Her hand tightened in his and then, because he felt that her body was trembling, he put his arm round her and held her.
“I knew then when I loved you that I was being urged, by this God, to confess everything to you. I became frightened; I should have trusted you, but it was so great a risk. You were all that I had and if I lost you life would have gone too. Those aren’t mere words. . . . I struggled, I tried every way of escape. And then everything betrayed me. Rupert began to suspect, then to be sure. Whether I flung myself into everything or hid in my room it was the same — God came closer and closer. It was a perfectly real experience and I could see Him as a great Shadow — not unkind, loving me, but relentless. Then the day came that I proposed to you and I fainted. I knew then that I was not to be allowed so easy a happiness. Still I struggled, but now God seemed to have shut off all the real world and only left me the unreal one — and I began to be afraid that I was going mad.”
She suddenly bent down and kissed him; she stayed then, until he had finished, with her head buried in his coat.
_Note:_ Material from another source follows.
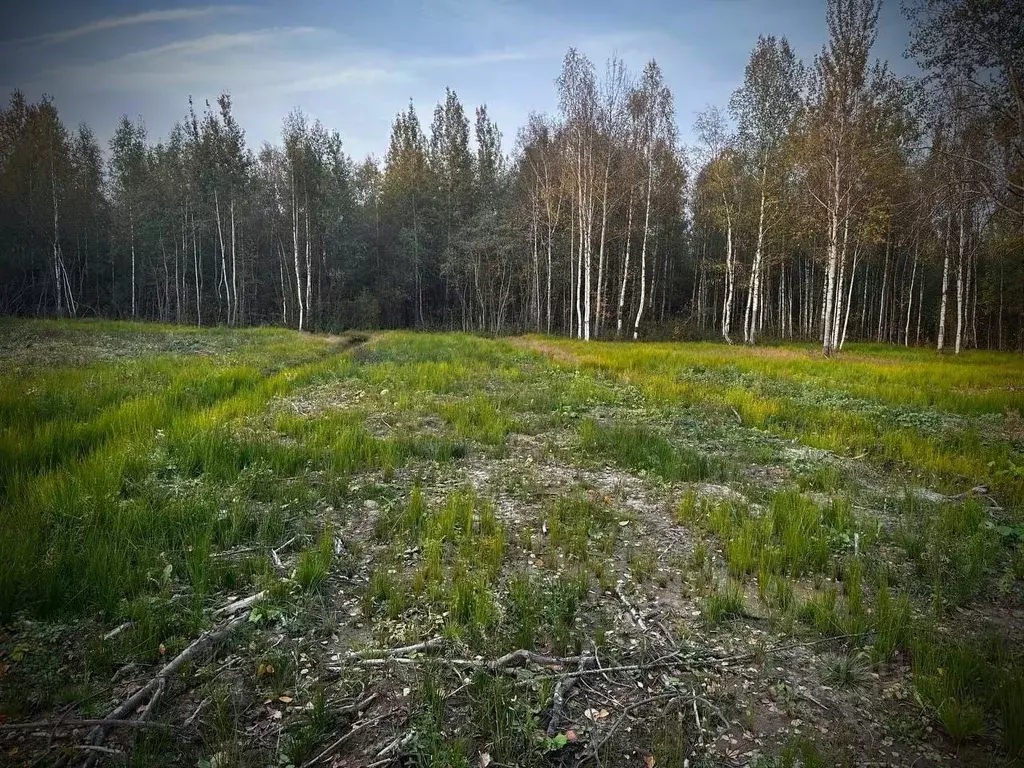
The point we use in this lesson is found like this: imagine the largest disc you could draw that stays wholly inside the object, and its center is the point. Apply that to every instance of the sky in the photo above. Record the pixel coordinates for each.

“It wasn’t any good — I knew all the time that it could only end one way.
“Everything betrayed me, every one left me. I thought every moment that Rupert would tell me. Then, one night when I was hardly sane, I told a man, Bunning — a queer odd creature who was the last kind of person to be told. He, in a fit of mad self-sacrifice, told Rupert that he’d killed Carfax, and then of course it was all over.
“I suddenly yielded. It was as though God caught me and held me. I saw Him, I heard Rim — yesterday — in the middle of the football. I know that it was so. After that there could be only one thing — Obedience. I knew that I must tell you. I have told you. I know, too, that I must go out into the world, alone, and work out my duty . . . and then, oh! then, I will come back.”